Actually, since our function body is only one line of code, we can omit the braces:

hypotenuse <- function(x, y) sqrt(x ^ 2 + y ^ 2)   #same as before

Note

R is very permissive about how you space your code, so “one line of code” can be stretched to run over several lines. The amount of code that can be included without braces is one statement. The exact definition of a statement is technical, but from a practical point of view, it is the amount of code that you can type at the command line before it executes.

We can now call this function as we would any other:

hypotenuse(3, 4)
## [1] 5
hypotenuse(y = 24, x = 7)
## [1] 25

When we call a function, if we don’t name the arguments, then R will match them based on position. In the case of hypotenuse(3, 4), 3 comes first so it is mapped to x, and 4 comes second so it is mapped to y.

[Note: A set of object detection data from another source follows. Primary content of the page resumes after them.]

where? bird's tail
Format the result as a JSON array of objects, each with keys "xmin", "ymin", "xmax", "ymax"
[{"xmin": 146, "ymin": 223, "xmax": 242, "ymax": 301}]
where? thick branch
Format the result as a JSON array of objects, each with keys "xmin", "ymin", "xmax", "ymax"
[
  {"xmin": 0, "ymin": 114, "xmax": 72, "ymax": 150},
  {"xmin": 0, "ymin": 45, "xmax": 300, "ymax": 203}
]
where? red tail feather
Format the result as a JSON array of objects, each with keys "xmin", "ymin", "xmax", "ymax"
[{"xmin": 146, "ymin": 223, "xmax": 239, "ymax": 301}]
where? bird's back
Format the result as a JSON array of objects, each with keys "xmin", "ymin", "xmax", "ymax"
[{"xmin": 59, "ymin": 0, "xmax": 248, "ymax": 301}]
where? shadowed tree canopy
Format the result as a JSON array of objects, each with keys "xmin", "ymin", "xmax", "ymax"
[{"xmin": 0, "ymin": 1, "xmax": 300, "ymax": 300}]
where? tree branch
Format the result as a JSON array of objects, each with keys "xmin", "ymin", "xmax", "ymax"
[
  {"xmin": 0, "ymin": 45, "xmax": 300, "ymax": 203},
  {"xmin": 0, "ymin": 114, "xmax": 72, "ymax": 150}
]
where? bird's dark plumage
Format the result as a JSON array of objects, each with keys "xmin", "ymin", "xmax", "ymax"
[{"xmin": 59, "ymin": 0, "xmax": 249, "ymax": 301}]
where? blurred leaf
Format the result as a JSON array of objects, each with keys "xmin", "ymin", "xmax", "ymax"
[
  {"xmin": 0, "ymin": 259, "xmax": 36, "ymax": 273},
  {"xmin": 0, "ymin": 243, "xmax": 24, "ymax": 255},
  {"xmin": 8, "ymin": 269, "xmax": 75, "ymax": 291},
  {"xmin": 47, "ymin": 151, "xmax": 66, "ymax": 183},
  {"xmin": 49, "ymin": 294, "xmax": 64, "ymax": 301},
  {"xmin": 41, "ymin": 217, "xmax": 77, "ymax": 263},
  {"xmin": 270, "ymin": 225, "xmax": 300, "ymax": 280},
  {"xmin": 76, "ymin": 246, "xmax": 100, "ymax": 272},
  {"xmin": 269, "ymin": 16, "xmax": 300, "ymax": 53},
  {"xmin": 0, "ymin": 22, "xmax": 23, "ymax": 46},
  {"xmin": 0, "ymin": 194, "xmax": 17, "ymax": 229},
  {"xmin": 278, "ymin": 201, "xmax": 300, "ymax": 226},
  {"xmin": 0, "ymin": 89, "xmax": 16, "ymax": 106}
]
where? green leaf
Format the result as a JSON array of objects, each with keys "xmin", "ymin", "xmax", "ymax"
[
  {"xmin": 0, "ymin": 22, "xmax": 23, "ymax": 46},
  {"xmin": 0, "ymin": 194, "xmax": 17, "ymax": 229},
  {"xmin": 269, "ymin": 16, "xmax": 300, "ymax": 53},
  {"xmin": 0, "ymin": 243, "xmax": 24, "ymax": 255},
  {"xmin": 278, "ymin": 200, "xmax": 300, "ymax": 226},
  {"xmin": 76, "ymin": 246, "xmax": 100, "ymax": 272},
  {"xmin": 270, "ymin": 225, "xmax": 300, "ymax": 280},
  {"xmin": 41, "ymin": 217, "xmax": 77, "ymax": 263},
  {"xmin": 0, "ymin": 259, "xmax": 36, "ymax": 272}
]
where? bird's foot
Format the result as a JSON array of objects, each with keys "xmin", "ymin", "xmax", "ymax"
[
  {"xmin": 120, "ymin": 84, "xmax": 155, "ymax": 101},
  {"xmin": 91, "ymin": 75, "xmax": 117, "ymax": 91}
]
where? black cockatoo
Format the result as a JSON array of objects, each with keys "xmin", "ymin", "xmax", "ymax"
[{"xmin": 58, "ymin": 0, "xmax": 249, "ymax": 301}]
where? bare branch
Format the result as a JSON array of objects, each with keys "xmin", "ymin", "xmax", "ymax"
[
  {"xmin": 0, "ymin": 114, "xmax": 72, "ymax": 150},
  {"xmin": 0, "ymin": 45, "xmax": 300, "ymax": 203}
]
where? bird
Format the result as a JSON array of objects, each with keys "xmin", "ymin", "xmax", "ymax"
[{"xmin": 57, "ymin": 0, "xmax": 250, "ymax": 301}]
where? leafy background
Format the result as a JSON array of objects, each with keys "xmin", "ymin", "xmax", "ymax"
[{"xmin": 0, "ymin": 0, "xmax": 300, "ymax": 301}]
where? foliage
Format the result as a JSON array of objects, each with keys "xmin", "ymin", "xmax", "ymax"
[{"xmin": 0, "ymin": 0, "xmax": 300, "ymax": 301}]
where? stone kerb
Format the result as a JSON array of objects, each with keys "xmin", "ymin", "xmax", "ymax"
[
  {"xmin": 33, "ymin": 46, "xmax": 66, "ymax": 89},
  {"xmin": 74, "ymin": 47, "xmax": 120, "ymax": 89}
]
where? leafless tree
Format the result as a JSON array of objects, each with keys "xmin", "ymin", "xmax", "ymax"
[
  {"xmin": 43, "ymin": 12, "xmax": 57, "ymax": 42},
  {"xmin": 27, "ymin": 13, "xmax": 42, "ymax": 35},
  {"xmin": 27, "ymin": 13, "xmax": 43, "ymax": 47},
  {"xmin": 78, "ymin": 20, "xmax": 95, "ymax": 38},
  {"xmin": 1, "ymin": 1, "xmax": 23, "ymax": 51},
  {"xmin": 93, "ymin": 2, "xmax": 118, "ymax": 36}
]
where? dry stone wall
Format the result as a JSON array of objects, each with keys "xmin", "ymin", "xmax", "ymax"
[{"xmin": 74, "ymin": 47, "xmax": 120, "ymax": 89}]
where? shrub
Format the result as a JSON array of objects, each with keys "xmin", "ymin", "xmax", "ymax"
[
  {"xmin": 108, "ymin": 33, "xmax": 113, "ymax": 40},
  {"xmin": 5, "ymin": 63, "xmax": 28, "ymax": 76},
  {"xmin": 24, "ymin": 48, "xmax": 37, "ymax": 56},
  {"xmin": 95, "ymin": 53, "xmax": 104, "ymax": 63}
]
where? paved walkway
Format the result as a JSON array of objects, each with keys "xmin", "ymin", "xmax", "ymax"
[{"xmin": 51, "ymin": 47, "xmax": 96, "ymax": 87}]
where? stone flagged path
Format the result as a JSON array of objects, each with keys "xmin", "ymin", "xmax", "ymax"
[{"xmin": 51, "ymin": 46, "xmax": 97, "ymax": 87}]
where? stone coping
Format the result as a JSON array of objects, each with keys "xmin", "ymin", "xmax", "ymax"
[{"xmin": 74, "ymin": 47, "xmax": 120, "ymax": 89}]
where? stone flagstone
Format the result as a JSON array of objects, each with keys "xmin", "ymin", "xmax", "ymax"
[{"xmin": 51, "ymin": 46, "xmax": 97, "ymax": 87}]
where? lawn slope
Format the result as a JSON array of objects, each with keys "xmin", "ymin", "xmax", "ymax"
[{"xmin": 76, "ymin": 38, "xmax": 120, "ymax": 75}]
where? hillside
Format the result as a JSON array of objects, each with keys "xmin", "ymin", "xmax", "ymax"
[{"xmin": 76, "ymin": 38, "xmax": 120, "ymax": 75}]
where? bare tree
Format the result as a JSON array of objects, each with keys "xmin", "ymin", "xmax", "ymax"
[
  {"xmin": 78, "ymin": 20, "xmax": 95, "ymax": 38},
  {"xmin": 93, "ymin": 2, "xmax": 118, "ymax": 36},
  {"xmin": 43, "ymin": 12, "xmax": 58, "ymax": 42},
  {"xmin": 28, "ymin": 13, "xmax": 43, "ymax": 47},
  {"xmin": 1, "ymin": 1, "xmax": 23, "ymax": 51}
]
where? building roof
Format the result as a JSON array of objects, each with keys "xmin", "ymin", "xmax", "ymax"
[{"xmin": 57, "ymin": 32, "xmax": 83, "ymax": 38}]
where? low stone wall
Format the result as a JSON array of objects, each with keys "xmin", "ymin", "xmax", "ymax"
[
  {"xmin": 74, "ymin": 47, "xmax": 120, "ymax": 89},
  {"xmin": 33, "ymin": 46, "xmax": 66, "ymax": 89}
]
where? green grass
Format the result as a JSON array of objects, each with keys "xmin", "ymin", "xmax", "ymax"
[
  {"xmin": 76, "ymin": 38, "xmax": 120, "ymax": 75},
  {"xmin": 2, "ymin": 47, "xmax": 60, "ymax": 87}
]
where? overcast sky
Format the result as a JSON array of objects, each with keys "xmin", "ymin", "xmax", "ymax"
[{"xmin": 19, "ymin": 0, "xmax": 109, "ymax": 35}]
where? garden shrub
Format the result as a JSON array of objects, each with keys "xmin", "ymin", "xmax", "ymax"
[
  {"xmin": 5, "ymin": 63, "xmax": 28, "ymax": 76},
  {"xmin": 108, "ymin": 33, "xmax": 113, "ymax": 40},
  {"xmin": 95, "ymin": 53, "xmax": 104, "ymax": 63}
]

If we want to change the order that we pass the arguments, or omit some of them, then we can pass named arguments. In the case of hypotenuse(y = 24, x = 7), although we pass the variables in the “wrong” order, R still correctly determines which variable should be mapped to x, and which to y.

It doesn’t make much sense for a hypotenuse-calculating function, but if we wanted, we could provide default values for x and y. In this new version, if we don’t pass anything to the function, x takes the value 5 and y takes the value 12:

hypotenuse <- function(x = 5, y = 12)
{
  sqrt(x ^ 2 + y ^ 2)
}
hypotenuse() #equivalent to hypotenuse(5, 12)
## [1] 13

We’ve already seen the formals function for retrieving the arguments of a function as a (pair)list. The args function does the same thing in a more human-readable, but less programming-friendly, way. formalArgs returns a character vector of the names of the arguments:

formals(hypotenuse)
## $x
## [1] 5
##
## $y
## [1] 12
args(hypotenuse)
## function (x = 5, y = 12)
## NULL
formalArgs(hypotenuse)
## [1] "x" "y"

The body of a function is retrieved using the body function. This isn’t often very useful on its own, but we may sometimes want to examine it as text—to find functions that call another function, for example. We can use deparse to achieve this:

(body_of_hypotenuse <- body(hypotenuse))
## {
##     sqrt(x^2 + y^2)
## }
deparse(body_of_hypotenuse)
## [1] "{"                   "    sqrt(x^2 + y^2)" "}"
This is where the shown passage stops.